In 1726, significant clubs included Dartford and London while Middlesex, Sussex, Surrey and Kent could place strong teams up on the pitch. Popular grounds in those times were Dartford Brent, Moulsey Hurst, Richmond Green, Kennington and Artillery Ground. Before 1969 because the Licensing Acts controlled the press, no cricket reports were reported. But after mid-1970s, things started to change for good and advertisement reports for an organized match or on a brief discussion of the gambling odds started to appear.
Cricket had grown its popularity in England and travelling constraints had not introduced it to the rest of the country. The centre point of all the major games in cricket was the Artillery Ground in London. It was home to the London Cricket Club and hosted many major events that also include lucrative single wicket competitions. In competition of the metropolitan club London, there were many rural clubs that staged great teams like Addington and Slindon.

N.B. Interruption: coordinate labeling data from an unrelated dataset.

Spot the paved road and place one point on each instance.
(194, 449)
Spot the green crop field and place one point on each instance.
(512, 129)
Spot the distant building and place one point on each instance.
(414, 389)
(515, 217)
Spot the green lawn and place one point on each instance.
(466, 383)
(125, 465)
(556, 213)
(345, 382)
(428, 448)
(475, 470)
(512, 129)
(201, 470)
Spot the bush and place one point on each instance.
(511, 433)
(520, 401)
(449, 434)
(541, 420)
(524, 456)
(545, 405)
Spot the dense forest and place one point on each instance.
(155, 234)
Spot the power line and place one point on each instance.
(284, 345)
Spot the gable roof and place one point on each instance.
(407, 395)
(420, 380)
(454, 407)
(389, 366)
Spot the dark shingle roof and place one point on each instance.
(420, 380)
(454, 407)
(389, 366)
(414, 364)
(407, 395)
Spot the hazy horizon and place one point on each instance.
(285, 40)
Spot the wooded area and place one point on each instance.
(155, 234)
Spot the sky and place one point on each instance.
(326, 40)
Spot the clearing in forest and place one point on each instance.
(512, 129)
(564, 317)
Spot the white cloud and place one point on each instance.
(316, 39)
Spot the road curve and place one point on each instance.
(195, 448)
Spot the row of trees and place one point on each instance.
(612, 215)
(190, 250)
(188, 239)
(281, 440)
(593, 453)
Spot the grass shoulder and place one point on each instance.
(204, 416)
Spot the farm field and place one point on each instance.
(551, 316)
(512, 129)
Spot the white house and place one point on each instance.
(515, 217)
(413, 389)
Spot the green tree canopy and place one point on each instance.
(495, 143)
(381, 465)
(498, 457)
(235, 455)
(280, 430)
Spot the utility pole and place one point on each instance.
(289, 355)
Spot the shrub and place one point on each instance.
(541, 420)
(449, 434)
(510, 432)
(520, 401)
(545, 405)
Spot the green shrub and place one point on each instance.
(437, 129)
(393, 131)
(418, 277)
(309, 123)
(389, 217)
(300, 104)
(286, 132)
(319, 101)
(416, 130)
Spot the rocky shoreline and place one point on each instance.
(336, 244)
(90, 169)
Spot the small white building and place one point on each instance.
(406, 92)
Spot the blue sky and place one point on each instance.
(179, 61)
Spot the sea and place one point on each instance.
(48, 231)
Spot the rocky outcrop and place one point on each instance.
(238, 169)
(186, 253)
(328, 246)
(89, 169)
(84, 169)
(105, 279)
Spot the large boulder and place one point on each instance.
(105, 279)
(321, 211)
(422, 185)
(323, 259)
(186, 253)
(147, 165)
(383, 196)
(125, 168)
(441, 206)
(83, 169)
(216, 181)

The major revenues for funding the cricket matches came from sponsorship, enthusiastic crowds coming over to watch the games and gambling. After 1750s, the popularity of the sport started spreading towards the south-eastern heartland as well as the northern regions. Further on, the game found its way to India and the Americas around the beginning of the 18th century, as was confirmed by references of the sport being played on foreign lands by English sailors and colonists.
Popular patrons from those times include Edward Stead, the Prince of Wales, Sir William Gage as well as the 2nd Duke of Richmond. Well known players were Richard Newland, Thomas Waymark, Tom Faulkner, John Frame and Robert Colchin. The earliest of the rules were formed and applied in a match in 1727 while the official rules were formally listed down in 1744.
Those were the days of single wicket cricket where two individuals take turns to bowl and bat against each other. The bowler is assisted by a group of fielders who also remain as fielders at the change of an innings. The winner is picked as the one who scored the maximum runs. The halcyon days of cricket ran into troubled waters during the Seven Years War from 1756 till 1763. There was a reduction in the number of matches being played over the years to the extent of no match being played in the year 1760.
This period also witnessed the very first bowling revolution in cricket history. Soon after 1760, bowlers began to pitch their deliveries instead of skimming or rolling it along the ground. What followed as a result was that leading bowlers like Lumpy Stevens and John Frame started to study flight and work out line and length variations. As a counter-result, John Small and other batsmen of his like adopted to the modern straight bat which helped them face the pitched deliveries.